Given /^Instance of the class is created$/ do @inst=DegreeOfRelevance.new end When /^I compare (\d+) and "(\S+)"$/ do |qty| actual=qty if(assert_equal(qty,@inst.compare_vertices(@vertex_match,@pos_tagger, @review_vertices, @subm_vertices, @num_rev_vert, @num_sub_vert, @speller) )) step("It will return true") else step(“It will return false”) end end Then /^It will return true$/ do #print true or false End
- The dummy model/data is created in the setup function defined in the class Deg_rel_setup present in lib/deg_rel_setup.rb. It generates a graph of submissions and reviews and then executes the 6 different methods.
class Deg_rel_setup def setup #set up nodes and graphs end end
- Cucumber provides a number of hooks which allow us to run blocks at various points in the Cucumber test cycle. we can put them in the support/env.rb file or any other file under the support directory, for example in a file called support/hooks.rb. There is no association between where the hook is defined and which scenario/step it is run for, but you can use tagged hooks, if we want more fine grained control.
All defined hooks are run whenever the relevant event occurs. Before hooks will be run before the first step of each scenario. They will run in the same order of which they are registered.
Before do # Do something before each scenario. end
Sometimes we may want a certain hook to run only for certain scenarios. This can be achieved by associating a Before, After,Around or AfterStep hook with one or more tags. We have used a tag named one, and hence the following code snippet will be executed everytime before the implementation of tag one.
Before ('@one') do set= Deg_rel_setup.new set.setup end
- To run the test we simply need to execute,
rake db:migrate #To initialize the test database cucumber features/deg_rel.feature #This will execute the feature along with it's step definitons
<output scrrenshot>
In the end, though, the most important thing is that tests are reliable and understandable, even if they’re not quite as optimized as they could be, they are a great way to start an application.
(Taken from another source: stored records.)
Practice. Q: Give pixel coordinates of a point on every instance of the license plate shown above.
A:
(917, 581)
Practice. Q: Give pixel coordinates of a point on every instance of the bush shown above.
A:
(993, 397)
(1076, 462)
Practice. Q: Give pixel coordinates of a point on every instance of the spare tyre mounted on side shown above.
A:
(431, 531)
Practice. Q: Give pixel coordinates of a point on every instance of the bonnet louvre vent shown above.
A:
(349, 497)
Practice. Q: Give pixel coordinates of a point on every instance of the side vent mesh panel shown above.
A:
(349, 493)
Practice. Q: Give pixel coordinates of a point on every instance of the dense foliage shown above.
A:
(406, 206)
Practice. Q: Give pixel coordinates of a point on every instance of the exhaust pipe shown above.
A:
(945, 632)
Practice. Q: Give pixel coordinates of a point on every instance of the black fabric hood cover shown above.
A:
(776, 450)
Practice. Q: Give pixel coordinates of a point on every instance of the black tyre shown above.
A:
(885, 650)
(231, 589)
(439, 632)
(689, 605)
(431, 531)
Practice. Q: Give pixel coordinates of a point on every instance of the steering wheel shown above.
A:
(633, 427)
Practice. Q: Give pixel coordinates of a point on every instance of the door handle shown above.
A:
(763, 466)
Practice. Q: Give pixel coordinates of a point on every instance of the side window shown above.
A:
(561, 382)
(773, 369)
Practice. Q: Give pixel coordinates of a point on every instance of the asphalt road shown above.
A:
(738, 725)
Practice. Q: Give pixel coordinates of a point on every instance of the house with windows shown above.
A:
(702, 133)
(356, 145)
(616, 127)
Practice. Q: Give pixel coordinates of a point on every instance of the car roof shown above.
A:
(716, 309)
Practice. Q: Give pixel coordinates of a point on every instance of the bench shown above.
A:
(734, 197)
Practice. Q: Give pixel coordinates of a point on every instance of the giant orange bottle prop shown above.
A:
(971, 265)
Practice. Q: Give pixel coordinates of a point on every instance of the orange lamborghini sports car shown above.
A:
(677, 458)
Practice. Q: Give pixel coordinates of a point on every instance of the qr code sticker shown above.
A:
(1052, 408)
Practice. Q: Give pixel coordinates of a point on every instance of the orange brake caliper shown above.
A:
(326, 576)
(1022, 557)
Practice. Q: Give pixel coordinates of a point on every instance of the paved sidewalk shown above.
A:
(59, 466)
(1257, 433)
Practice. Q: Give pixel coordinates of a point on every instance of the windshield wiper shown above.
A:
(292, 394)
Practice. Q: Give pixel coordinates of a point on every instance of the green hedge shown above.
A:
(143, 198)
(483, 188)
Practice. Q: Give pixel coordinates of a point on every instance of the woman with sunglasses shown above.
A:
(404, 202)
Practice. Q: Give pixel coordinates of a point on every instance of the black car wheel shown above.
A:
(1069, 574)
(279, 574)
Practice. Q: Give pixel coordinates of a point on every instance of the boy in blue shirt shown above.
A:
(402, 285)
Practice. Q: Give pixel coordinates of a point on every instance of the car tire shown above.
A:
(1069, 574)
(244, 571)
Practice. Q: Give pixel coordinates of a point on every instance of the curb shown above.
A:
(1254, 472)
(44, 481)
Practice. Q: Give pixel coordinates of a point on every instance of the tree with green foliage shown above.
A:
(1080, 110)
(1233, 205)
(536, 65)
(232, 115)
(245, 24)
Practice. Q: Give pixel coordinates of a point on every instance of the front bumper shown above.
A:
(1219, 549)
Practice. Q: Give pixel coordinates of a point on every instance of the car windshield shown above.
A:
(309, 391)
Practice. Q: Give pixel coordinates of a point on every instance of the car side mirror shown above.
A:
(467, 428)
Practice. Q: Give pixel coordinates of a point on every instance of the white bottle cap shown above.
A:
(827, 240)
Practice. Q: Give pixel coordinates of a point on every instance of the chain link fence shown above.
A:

We should keep taking advantage of the fully automated test suites available and use tests to drive development and ferret out potential bugs in our application.
Issues
1. The original expertiza code had a lot of bugs and the application was throwing a lot of errors at each step.
2. Even simple steps like submitting an assignment and performing reviews took a lot of debugging and fixing bugs in various other files not related to our class (degree_of_relevance.rb).
3. There a lot of routes missing from the routes.rb file, which we fixed.
4. Overall effort spent in debugging and fixing the existing code took is almost twice that spent on refactoring the class.
5. There were a lot of errors related to Aspell gem which is needed for spell-checker to be used for checking relevance between the submissions and reviews.
6. We were in touch of another group facing similar problems and they even tried to contact Lakshmi to resolve the issues.